Although we found a reasonable number of chicks we had ringed the previous week, there were many birds (c 100?) that we never found on this trip. Undoubtedly some of these had fledged (as fledged LBBGs were seen flying well on both Burhou and Alderney…and indeed across the Swinge in between), but there must have been other ringed birds that we simply did not find despite the larger team this time. Whatever…having the bonus of the Storm Petrel trip as well this year (with its later timing and larger team) did also produce some very valuable bonuses for the LBBG studies (in terms of additional chicks ringed and colour ring reads taken).

The only disappointing aspect of the gull work this time was the surprising failure of the cage trap to catch fully-grown gulls. In fact despite baiting and setting the trap three times we only caught one LBBG in it…despite having 150+ gulls feeding all around it (and indeed in it when it was not set). Considering the effort involved in getting this trap to Burhou it questions whether we should simply revert to nest trapping again during a single visit next late May, as it is important for the study to ring a reasonable sample (c 50) of adults in the colony each year.

In the early evening, while Tim Morley and Nicci Cox of AWT went over to Little Burhou to check on the rat sticks (to assess whether any mammals are resident on the islet), Ian Buxton and I joined them to see if there were any gull chicks to ring.
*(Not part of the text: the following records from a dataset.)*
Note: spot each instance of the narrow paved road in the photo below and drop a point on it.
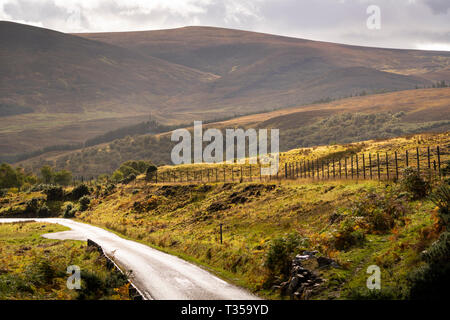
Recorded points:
(156, 275)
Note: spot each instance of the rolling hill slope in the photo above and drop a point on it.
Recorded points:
(265, 71)
(349, 120)
(62, 89)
We managed to locate and ring three Herring Gull chicks and two Great Black-backed Gull chicks, but all were virtually fledged. Single chicks of each species were found which were too large even to try to capture.
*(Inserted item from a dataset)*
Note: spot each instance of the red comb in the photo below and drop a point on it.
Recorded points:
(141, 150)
With more breeze for the second night, but still dry and dark conditions, we decided to erect only three nets for the Storm Petrels. These were set running up the gulley at the north-east end of the island. We ringed right through until 3 a.m. again, but with the wind rising and the nets beginning to blow to an uncomfortable level we furled and went back for some tea. On this night we caught 99 new Storm Petrels and several more retraps (including another British-ringed bird).

The grand total of Storm Petrels ringed with just four nets on the first night and three on the second was 451 birds (350 new, 92 retraps and nine foreign controls). At least one of the retraps was 20 years old, and several were 13 years or older. This really was an amazing level of success, and bodes very well for the Storm Petrel population on the island. Hopefully the data we obtained on this trip will enable Phil Atkinson of the BTO to put the figures through a population model to gain some insight in to the current population levels on Burhou. Phil’s last assessment of the population in 2008 using capture/recapture of ringed birds was 2,800 birds. This is certainly a lot more representative of the true population than the 40 pairs recorded by tape playback methods.

Before the boat picked us up at mid-day the following day there was time for me to get some more ring reading completed (another 36 reads including an old adult LBBG from Suffolk, which was originally ringed as a chick in July 2000). Ian, Chris and Tim managed to ring then last three Shag pulli left on Burhou, before we packed up and returned to Alderney.

Back on the mainland there was time for some well-earned drinks and a hot lunch, before some more ring reading at Crabby Beach and the ploughed field just behind Platte Saline Beach. With another 33 ring reads in the book, it was time to return to Alderney airport for our 17.20 flight home.

This had been a very successful trip to Burhou and Alderney on several important fronts…and it was indeed a most fitting way to conclude a very long and strenuous season of seabird monitoring and ringing.